The Corporation Wars: Emergence by Ken MacLeod
The Corporation Wars: Emergence by Ken MacLeod

The novel “The Corporation Wars: Emergence” by Ken MacLeod was published for the first time in 2017. It’s the third book in The Corporation Wars trilogy and follows “The Corporation Wars: Insurgence“.

A superhabitable planet is at the center of a war involving a number of really uneven factions. DisCorporations, free bots, mechanoids, artificial intelligences, form a complex network of alliances whose members are involved in a much larger struggle.

A fascist faction has conquered the exomoon SH-119 and uses enslaved sentient robots to exploit its considerable resources, opening another front of the war. Carlos the Terrorist wakes up another time and finds himself again in the midst of a clash in which he needs to understand who are the allies and who the enemies.

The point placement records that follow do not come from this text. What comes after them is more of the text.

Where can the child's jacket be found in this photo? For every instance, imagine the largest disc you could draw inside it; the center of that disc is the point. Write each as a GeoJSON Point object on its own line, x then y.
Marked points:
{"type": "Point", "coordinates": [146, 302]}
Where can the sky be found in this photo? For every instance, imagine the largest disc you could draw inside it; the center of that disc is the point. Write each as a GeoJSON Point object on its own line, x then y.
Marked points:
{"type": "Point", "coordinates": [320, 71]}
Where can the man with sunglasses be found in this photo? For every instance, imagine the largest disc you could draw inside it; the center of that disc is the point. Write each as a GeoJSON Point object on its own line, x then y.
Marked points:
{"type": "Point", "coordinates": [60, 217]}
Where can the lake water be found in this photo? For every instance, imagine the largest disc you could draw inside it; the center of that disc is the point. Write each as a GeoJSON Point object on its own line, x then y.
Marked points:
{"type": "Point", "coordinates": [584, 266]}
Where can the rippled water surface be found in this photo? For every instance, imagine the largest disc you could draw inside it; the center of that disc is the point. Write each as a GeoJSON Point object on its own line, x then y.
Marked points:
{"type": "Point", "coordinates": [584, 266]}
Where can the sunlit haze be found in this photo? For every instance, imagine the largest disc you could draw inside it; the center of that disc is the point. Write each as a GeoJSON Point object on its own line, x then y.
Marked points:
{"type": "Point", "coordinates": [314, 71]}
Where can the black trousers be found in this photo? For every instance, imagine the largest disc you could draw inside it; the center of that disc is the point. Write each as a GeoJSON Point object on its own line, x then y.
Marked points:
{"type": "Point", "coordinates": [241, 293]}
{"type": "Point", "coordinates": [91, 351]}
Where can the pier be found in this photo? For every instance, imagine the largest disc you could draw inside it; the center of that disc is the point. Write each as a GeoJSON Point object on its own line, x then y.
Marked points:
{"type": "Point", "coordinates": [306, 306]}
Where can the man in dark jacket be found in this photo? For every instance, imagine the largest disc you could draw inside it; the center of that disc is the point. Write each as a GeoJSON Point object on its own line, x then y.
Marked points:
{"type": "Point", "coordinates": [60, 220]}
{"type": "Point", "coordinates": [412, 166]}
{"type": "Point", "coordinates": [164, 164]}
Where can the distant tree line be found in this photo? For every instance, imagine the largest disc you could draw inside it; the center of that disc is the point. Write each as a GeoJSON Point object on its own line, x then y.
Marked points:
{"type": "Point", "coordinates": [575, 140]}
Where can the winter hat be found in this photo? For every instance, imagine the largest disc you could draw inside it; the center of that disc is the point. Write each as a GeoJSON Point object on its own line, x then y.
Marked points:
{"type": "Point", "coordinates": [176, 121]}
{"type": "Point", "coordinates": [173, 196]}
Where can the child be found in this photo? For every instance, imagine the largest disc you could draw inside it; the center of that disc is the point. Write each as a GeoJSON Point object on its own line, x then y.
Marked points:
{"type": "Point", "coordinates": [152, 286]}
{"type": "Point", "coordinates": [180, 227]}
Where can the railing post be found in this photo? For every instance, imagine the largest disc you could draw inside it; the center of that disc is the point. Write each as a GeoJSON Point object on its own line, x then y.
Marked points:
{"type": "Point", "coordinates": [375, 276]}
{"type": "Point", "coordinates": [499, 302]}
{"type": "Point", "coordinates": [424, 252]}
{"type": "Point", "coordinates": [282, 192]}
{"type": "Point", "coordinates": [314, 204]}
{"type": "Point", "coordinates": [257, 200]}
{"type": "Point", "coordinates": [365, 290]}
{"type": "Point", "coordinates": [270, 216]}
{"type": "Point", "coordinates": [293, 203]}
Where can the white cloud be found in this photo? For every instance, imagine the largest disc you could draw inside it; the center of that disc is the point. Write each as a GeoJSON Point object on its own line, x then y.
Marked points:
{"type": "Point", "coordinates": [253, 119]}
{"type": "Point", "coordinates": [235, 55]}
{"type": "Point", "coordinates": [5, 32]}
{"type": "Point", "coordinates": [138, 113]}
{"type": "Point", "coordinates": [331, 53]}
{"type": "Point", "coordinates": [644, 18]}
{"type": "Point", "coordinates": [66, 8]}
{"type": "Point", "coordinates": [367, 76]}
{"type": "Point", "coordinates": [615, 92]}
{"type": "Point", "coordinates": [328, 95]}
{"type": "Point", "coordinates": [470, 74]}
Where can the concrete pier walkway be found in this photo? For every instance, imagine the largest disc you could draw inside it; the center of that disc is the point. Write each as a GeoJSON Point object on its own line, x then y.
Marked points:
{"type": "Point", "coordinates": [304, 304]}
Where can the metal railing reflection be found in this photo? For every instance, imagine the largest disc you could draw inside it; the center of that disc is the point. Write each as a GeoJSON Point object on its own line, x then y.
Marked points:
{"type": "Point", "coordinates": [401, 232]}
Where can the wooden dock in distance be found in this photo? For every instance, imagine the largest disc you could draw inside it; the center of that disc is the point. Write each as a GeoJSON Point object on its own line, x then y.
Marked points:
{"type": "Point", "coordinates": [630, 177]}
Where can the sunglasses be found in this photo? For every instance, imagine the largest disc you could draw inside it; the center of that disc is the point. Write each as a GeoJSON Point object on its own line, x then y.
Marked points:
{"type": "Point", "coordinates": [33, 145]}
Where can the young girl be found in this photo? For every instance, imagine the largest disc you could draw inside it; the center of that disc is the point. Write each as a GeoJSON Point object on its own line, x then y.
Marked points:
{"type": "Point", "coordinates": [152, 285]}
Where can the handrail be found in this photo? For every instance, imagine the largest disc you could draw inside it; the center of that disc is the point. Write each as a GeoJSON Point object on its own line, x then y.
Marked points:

“The Corporation Wars: Emergence” ends the trilogy set in a future in which robots and digitized minds of people considered criminals by the DisCorporations are used to perform works in deep space. “The Corporation Wars: Emergence” continues the story developed in the previous novels to bring it to the grand finale. The trilogy forms one big story and several characters were introduced in the first two novels, so you need to read it all.

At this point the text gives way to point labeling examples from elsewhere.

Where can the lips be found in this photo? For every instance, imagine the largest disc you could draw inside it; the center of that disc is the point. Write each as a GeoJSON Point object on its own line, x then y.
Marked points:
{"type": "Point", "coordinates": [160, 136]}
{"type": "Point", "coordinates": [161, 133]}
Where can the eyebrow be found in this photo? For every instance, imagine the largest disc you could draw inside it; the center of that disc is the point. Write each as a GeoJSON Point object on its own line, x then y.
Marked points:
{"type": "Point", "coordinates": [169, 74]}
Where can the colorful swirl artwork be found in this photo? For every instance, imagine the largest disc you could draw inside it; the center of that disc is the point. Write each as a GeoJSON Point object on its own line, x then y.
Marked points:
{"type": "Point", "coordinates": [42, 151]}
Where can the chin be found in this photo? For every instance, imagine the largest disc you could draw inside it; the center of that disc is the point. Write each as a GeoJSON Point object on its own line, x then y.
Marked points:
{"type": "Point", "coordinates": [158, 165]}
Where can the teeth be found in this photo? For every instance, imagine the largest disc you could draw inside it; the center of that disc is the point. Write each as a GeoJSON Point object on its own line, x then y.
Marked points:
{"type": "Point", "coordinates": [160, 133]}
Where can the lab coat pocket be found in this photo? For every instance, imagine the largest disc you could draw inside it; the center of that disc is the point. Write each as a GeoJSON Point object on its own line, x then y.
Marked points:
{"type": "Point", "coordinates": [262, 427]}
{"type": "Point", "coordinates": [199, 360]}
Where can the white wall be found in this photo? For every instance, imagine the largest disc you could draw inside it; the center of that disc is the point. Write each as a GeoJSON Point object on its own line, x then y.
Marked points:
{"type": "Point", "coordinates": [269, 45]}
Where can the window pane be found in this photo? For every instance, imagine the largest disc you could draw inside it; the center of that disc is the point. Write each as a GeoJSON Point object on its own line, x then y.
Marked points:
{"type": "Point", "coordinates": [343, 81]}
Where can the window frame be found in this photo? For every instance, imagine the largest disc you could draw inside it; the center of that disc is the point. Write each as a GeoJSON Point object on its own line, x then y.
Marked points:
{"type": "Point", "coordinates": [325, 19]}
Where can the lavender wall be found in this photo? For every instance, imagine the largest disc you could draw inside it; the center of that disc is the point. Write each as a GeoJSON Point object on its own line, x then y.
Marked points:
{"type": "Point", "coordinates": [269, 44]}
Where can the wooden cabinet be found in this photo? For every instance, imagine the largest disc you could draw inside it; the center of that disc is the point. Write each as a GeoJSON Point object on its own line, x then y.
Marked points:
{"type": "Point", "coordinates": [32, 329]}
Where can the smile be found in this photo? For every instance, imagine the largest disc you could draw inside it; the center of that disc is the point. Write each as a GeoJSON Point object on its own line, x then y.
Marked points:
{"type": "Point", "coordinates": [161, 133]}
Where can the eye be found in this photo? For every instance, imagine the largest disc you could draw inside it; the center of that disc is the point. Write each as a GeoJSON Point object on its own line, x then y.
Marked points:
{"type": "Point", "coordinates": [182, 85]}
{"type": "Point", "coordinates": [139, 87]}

In this final novel, Ken MacLeod perhaps manages to write an even more complex plot based on the clash of factions that change over time with alliances forming and falling apart amidst deception, subterfuge, and rebellion. Having arrived at the final book, you can’t be surprised by the direction taken by the author. It’s positive that the pace accelerates because this time the conversations that marked the previous novels are accompanied by many events that lead to the final clash between the various warring factions. There’s even a coda that gives a conclusion to Carlos’s story.

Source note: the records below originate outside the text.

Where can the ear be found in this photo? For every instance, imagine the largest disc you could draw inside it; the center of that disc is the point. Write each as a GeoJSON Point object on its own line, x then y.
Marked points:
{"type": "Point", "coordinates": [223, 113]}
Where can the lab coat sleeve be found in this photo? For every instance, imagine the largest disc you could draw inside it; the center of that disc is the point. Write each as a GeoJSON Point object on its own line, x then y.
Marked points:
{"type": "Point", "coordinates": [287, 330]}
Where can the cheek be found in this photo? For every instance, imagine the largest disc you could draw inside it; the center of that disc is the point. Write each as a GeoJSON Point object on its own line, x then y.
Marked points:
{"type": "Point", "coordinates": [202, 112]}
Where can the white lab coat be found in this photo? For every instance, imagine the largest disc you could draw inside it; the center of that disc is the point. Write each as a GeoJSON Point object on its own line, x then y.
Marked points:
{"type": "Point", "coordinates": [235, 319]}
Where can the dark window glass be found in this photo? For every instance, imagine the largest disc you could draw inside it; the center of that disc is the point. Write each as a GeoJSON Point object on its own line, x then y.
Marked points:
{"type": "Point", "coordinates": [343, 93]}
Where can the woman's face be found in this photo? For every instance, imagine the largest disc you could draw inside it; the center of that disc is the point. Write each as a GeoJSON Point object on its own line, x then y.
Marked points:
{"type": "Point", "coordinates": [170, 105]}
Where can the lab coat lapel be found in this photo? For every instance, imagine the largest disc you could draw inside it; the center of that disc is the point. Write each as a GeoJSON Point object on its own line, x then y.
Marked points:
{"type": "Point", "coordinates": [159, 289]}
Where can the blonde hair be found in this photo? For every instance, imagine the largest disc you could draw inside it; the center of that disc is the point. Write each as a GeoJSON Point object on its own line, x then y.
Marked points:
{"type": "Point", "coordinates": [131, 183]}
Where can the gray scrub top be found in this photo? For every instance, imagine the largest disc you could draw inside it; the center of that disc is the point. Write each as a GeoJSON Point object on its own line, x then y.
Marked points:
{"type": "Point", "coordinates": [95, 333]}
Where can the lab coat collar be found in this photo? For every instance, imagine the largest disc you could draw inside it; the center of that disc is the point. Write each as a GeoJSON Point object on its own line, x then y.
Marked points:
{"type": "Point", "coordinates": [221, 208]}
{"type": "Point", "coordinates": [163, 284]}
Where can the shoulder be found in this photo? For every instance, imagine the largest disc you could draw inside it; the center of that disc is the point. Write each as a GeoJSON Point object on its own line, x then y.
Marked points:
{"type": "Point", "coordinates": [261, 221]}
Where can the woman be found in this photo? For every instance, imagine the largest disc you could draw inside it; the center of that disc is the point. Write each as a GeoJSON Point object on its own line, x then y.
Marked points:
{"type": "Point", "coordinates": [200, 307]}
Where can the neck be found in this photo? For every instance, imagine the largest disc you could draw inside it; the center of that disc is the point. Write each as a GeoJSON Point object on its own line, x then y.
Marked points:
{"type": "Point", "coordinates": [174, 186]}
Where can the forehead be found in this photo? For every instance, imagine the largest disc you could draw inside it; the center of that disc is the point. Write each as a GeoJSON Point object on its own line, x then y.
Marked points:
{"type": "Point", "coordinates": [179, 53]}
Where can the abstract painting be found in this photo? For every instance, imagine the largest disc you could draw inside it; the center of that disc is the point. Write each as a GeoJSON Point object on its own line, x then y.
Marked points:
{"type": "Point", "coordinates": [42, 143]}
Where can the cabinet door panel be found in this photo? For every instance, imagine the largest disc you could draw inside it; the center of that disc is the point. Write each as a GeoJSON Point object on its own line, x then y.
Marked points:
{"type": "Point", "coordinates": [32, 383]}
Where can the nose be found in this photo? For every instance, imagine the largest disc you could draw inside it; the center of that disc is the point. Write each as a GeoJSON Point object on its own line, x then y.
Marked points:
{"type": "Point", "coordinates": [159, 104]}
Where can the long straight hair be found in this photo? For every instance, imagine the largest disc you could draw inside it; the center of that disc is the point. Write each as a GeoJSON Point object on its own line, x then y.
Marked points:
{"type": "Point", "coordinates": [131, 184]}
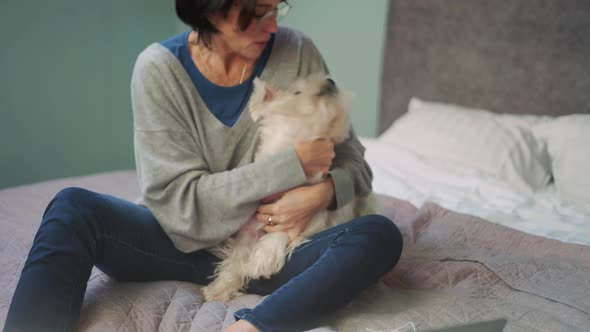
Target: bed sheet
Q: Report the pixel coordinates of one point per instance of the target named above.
(403, 174)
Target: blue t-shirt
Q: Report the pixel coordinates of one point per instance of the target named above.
(226, 103)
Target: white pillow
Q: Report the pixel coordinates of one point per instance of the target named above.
(568, 142)
(502, 146)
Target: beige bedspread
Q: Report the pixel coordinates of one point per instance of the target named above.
(455, 268)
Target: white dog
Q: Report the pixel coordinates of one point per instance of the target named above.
(311, 108)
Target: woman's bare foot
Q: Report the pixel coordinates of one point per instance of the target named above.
(241, 326)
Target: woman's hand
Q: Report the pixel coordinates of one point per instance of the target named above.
(294, 210)
(315, 156)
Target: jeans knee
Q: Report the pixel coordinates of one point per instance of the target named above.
(72, 207)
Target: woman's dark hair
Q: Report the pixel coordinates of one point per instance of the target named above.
(195, 13)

At the center are still mechanoids, as free bots call beings with human minds embedded in robotic bodies, and Carlos in particular, along with sentient robots and artificial intelligences. The differences between them raise questions about the nature of consciousness, a theme that tends to be limited by the fact that Ken MacLeod prefers to focus on political and economic issues. I was much more interested in the topic of conscience but reading a novel by this author, you can expect him to focus on his favorite themes and that the others tend to remain in the background.

Similar considerations apply to the native life forms of the superhabitable planet at the center of the war. Native creatures have interesting biological characteristics and other authors would have made them central. Again, I was more interested in their development but they have limited importance even if they influence the plot.

In general, Ken MacLeod tends to use several ideas in his novels that he finds useful in developing his plots but ends up developing them in a limited way to focus on the political and economic elements. For this reason, the appreciation is greatly influenced by personal tastes. “The Corporation Wars: Emergence” confirms that you might like this trilogy if you’re interested in the main themes developed by Ken MacLeod and have no problem with the other themes being used only when they’re useful to the plot.